It’s “What have you been watching?”, my chance to tell you what movies and TV I’ve been watching recently and your chance to recommend anything you’ve been watching.
Redesigning and migrating TMINE took up quite a bit of my time this week, so I didn’t cast my net as wide as I’d hoped in watching new TV. All the same, you’ll be excited to hear that I’ve managed to give two other new shows at try, as well as a movie, and I’ll be reviewing The Mist (US: Spike) in the next couple of days, too.
After the jump, a look at the latest episodes of Doctor Who, Ronny Chieng: International Student and Twin Peaks, as well as the season finale of Silicon Valley. One of those could offer some of the finest visuals TV has ever seen.
But first…
GLOW (Netflix)
Slightly weird half-hour comedy based on the genuinely real 80s phenomenon of GLOW (Gorgeous Ladies Of Wrestling), which has already been the subject of movies and TV shows but here sees aspiring but really rather terrible actress Alison Brie (Community) almost as the point of doing porn to make ends meet before her agent gives her one last potential gig – a new cable TV sports show in which she would be a wrestler. Together with several other oddball women, she auditions to take part, but it’s not until she ends up in a catfight with best friend Betty Gilpin (Masters of Sex, Nurse Jackie) that she gets her chance to appear in the ring.

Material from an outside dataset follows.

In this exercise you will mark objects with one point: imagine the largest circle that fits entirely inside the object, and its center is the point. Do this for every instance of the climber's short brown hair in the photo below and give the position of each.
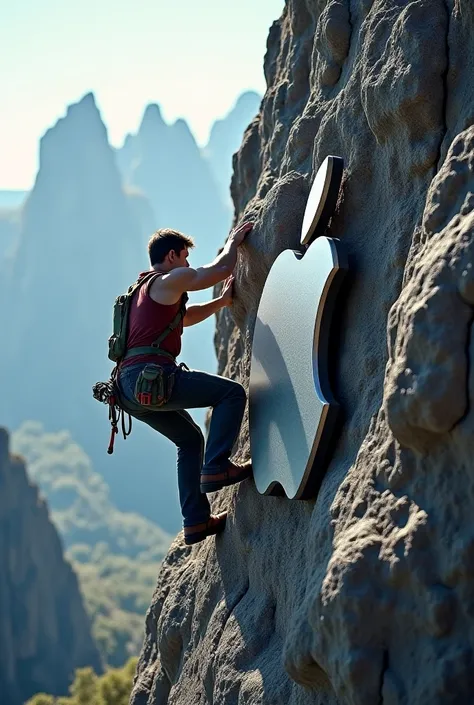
(165, 240)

I got through the first episode without laughing much, except at the over-the-top attempts at 80s LA fashions, which all seemed to be takes on Jane Fonda aerobics videos. But it was amiable enough and silly enough that I’ll at least try episode two.
Riviera (UK: Sky Atlantic)
Glossy French-set, French-filmed thriller in which Julia Stiles (the Jason Bourne movies, Dexter) is apparently happily married to super-rich Anthony LaPaglia (Murder One, Without A Trace) when his yacht gets blown up off the coast of Monaco. The result is… revelations! Maybe LaPaglia got his money through dodgy means. Maybe he was having an affair and slept with ‘party girls’.
All the episodes have been released but I’ve only managed the first, rather insipid one so far. Stiles is fine, but spends most of her time having passive aggressive sit-downs with LaPaglia’s ex-wife Lena Olin or one of Olin’s kids (Misfits‘ Iwan Rheon and Les témoins (Witnesses)’ Roxane Duran). Attempts to inject excitement into all the iciness come from having Amr Waked (Lucy, Engrenages (Spiral), Marco Polo) run around a bit or by promising some excitement soon but never actually producing anything.
Basically, the usual glossy Sky fare with a good cast list (and Neil Jordan in the writing credits) but only two big names who actually stick around for the main action.
Logan (2017)
The X-Men meet gritty reality and the cowboy genre, as we flashforward to 2029. Most of the world’s mutants are dead, with Wolverine and Professor X the only big names left alive thanks to a highly successful stamping out campaign. Even so, Wolverine’s dying from adamantine poisoning and Professor X has dementia over which he’s losing control, causing all manner of problems for anyone and any towns that happen to be in his vicinity. Into the mix comes a woman with a girl who has Wolverine-like abilities, asking our hero to protect her from evil Richard E Grant and the cybernetic Reavers.
It’s basically Shane with superheroes, but a clever piece of work that is sparing with the action but nevertheless has an awful lot of bloody stabbing. It pokes fun at its predecessors as being (literally) comic book fun, divorced from the real world in which people suffer and die, but manages to still enjoy the trappings of the superhero genre.
It’s all a bit bleak though and beyond a couple of cool scenes, nothing to really unique.